Locals concerned about friends, family in Japan
By NEAL WAGNER / City Editor
For most Shelby County residents, images of earthquake devastation and explosion-rocked nuclear reactors draw compassion and sorrow for those affected by Japan’s recent disaster.
But for others, the uncertainty surrounding the country is taking a much more personal toll.
Alabaster Personnel Director Clark Boyd was born in Japan, and still has several family members, including a daughter, in the country.
Boyd’s daughter lives in Kyoto, which is directly west of Tokyo on the side of the country closest to Korea, and his mother, his aunt and nieces and nephews live in Fukuoka, which is on the northern tip of Japan’s southernmost main island.
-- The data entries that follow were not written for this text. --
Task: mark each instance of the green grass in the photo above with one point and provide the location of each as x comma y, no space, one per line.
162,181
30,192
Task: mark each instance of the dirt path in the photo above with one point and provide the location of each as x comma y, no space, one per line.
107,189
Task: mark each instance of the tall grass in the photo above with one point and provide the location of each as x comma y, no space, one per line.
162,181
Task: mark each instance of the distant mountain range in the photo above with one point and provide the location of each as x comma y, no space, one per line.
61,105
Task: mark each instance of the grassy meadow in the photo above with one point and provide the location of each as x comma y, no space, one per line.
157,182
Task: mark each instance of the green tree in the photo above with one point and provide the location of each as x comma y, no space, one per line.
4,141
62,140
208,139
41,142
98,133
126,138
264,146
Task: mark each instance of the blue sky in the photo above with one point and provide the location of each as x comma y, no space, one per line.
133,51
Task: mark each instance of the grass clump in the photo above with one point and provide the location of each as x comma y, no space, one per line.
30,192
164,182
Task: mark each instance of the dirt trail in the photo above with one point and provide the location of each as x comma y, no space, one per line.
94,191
Although his family members live hundreds of miles away from the heart of the devastation surrounding Sendai northeast of Tokyo, the threat of a possible radioactive leak from Japan’s several damaged nuclear power reactors has Boyd worried, he said.
“I am concerned about that,” Boyd said March 14. “They had all the nuclear safeguards working, and this morning they had a huge hydrogen explosion.
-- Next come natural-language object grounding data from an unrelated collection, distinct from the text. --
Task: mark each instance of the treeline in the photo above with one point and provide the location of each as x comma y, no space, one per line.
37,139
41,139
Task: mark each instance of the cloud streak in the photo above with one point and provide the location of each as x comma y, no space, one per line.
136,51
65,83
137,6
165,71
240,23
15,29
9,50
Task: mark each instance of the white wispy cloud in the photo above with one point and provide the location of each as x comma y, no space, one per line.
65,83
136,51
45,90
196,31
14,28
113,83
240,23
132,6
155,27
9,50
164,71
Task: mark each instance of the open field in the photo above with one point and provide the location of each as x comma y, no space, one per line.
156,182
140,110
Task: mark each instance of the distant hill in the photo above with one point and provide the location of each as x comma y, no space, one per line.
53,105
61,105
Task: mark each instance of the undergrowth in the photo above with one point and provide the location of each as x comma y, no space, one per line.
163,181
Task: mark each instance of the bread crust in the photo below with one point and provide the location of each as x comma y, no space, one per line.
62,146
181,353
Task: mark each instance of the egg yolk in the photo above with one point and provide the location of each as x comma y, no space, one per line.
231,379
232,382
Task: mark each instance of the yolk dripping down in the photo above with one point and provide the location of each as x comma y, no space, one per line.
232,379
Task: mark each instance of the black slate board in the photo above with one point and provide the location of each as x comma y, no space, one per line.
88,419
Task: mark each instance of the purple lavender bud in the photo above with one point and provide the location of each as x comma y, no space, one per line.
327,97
“Now, I’m worried,” Boyd added.
For Birmingham resident Jenny Miller, a 1998 graduate of Thompson High School who taught English at Iki High School in Nagasaki, Japan for two years, a lack of communication from some of her former students and co-workers has her concerned.
“I’ve been trying to get in contact with my old students and co-workers, and I’ve heard back from some of them,” Miller said. “But I still haven’t heard back from several of them.”
Judging by the correspondence she has received from her former friends and colleagues, Miller said many people living in Japan may not fully comprehend the magnitude of the unfolding disaster.
“The e-mails I’ve been getting have been pretty short. They talk about how sad it is, and how everything is just destroyed,” she said. “I will ask them how far away they are from the Fukushima nuclear reactor, and it’s like they aren’t getting the same information we’re getting.”
Because Miller lived and worked in Japan from 2002-2004, she said she still feels a close connection with the country.
“It’s just horrible. Because I lived there for two years, I feel like I have a bond with the country and its people,” she said. “Even though I’m not there, I feel like it’s happening to me too.”
As the disaster’s death toll rises and new developments, such as the March 13 eruption of the Shinmoedake volcano in southern Japan, unfold, Boyd and Miller said they are trying to help in any way they can.
“A lot of this has really hit close to home for me,” Miller said. “It’s been a long weekend.”
“As Christians, we believe in the power of prayer. I appreciate all the prayers I can get,” Boyd said.